This paper by Jakob F. Dittmar focusses on the tactical use of religious issues from various beliefs by leading political figures for political reasons. These are duly called "defenders of faith" by the media.
We are not talking about persons, but about their figures constructed and commented on by mass media coverage. The two examples chosen here suffice to show the difference in attitudes and intentions that can be seen as causes for political instrumantalising of religion.
Tony Blair for instance, regularly referred to various issues from diverse faiths, encompassing all kinds of confessions, to convince audiences of the inherent unity of their various beliefs with his politics.

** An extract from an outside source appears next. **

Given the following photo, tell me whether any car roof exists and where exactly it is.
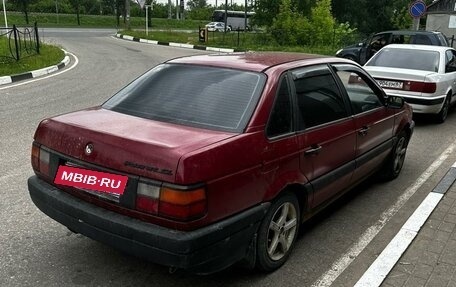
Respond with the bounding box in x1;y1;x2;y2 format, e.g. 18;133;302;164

the Prince of Wales, i.e. Prince Charles, on the other hand, comments and works on religious matters in British society and combines this with his charitable work for young people. He claims that religious issues are present in almost all social fields and therefore are crucial for dialogue, integration and productivity. In his speeches he does not mix issues from the different sets of beliefs. When he directly compares concepts, he always refers to their individual sources and background.

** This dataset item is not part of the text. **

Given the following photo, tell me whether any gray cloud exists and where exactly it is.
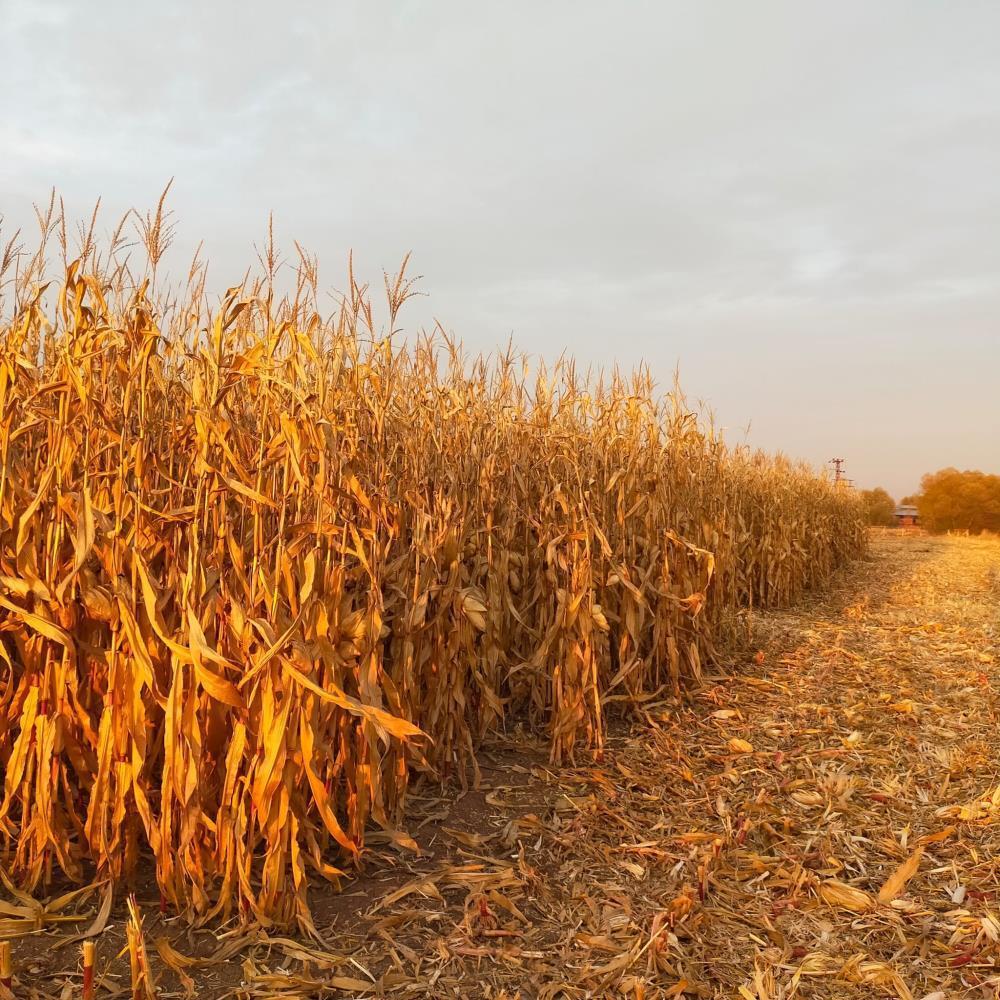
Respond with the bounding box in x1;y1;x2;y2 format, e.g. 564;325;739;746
0;0;1000;494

Religious issues are always political issues as they describe and define cultural practices, traditions and their ideological background. The interchangeability and the indifference to detail, to individual ethical and cultural background of individual faiths do not allow for serious dialogue between members of the cultures concerned.
The way political elites deal with the plurality of creeds to construct a social coherence can be seen when looking at the two examples quite clearly. Tony Blair is not pluralistic in his approach towards religions but pretended to be when being Prime Minister. Prince Charles is taking a pluralistic approach while keeping a conservative position above party political concepts (conservative in the true meaning of the word: to conserve).